Extracts from Colonel Raschevsky's Diary.

October 22.—'The Japanese approaches are being particularly developed these days in front of Kuropatkin Lunette. There are scarcely any new ones in front of Chi-kuan-shan, but the men saw from Caponier No. 2 that stones were being carried out from under the glacis; they were evidently from mine-galleries.

'To-day, for the first time, was heard a suspicious knocking in our counter-mines. I myself listened for a long time from both galleries, but could hear nothing. I think it must have been a mistake, and the noise was probably made by some one in the caponier. However, I have told the miners to listen oftener and more carefully.'

'October 23.—The enemy have not yet done anything to seize Open Caponier No. 3, and the position there is most curious. We have dug a trench and are holding two branch ends. At these ends are our sentries; the Japs are behind the sand-bag traverse. Occasionally our men throw hand-grenades at them, but they haven't as yet replied. At this close range it is impossible to prevent constant firing, each trying to spot the other and shoot first.

'Our men resort to the following ruse: one fastens a pole on his back, on this is put a fur cap and round it a great-coat.
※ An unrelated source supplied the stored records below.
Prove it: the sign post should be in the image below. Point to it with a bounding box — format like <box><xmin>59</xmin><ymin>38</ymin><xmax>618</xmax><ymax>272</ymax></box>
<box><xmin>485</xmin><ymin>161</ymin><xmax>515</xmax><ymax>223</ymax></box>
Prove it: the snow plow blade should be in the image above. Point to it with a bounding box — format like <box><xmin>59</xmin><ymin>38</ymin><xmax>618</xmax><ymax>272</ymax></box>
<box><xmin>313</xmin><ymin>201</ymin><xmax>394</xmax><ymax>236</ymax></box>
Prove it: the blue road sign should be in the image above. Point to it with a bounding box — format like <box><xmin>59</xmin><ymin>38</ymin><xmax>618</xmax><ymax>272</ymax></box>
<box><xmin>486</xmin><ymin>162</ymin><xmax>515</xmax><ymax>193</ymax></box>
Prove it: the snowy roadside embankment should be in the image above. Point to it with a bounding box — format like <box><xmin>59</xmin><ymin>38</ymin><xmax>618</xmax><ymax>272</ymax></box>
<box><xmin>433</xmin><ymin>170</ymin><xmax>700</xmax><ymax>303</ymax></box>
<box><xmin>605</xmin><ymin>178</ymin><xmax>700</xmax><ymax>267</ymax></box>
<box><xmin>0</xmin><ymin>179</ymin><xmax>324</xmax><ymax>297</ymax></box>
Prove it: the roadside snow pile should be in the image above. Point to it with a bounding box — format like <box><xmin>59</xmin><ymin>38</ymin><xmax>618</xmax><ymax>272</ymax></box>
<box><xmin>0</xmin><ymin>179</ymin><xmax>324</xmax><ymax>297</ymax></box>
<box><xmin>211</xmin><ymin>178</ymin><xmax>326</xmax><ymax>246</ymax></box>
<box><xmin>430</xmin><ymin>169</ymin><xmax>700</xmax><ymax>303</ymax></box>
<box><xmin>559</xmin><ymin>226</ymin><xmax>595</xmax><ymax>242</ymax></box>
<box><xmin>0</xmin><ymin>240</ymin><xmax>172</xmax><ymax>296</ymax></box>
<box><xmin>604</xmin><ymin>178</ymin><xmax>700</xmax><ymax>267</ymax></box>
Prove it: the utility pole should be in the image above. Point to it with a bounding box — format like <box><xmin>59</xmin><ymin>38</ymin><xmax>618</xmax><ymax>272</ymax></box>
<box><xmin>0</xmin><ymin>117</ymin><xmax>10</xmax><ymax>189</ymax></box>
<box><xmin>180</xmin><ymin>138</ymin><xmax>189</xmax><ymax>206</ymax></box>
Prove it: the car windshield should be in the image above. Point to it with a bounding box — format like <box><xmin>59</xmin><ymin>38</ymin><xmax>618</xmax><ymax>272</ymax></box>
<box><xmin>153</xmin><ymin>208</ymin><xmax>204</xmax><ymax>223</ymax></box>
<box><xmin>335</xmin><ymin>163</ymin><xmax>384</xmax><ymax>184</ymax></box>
He then crawls on all fours along the trench. The Japs at once open fire on what they think is a man, and, exposing themselves, give us a target. Generally speaking, the men are in excellent spirits, though things are daily getting worse. It is becoming colder—almost freezing at night, and in the thin bomb-proofs it is uncomfortable, and in the trenches horrible. The danger from the enemy's fire is daily increasing and the food is wretched. But our men don't seem to notice it; on the contrary, they seem to be more light-hearted and full of life.

'A chicken costs 12 roubles, a goose 20, an egg 1, a pound of flour 1, a pound of horse-flesh ½ rouble.'[27]

The Colonel was to-day kinder to the men. His engineer heart had grieved at the slow progress made with the works, and it was quite comprehensible. His one desire was at all costs to interfere with, to delay, the enemy's works, not to give him a chance of seizing the trenches of the fort. In Chi-kuan-shan the men felt uneasy, expecting an explosion, but the countermining was in Raschevsky's capable hands.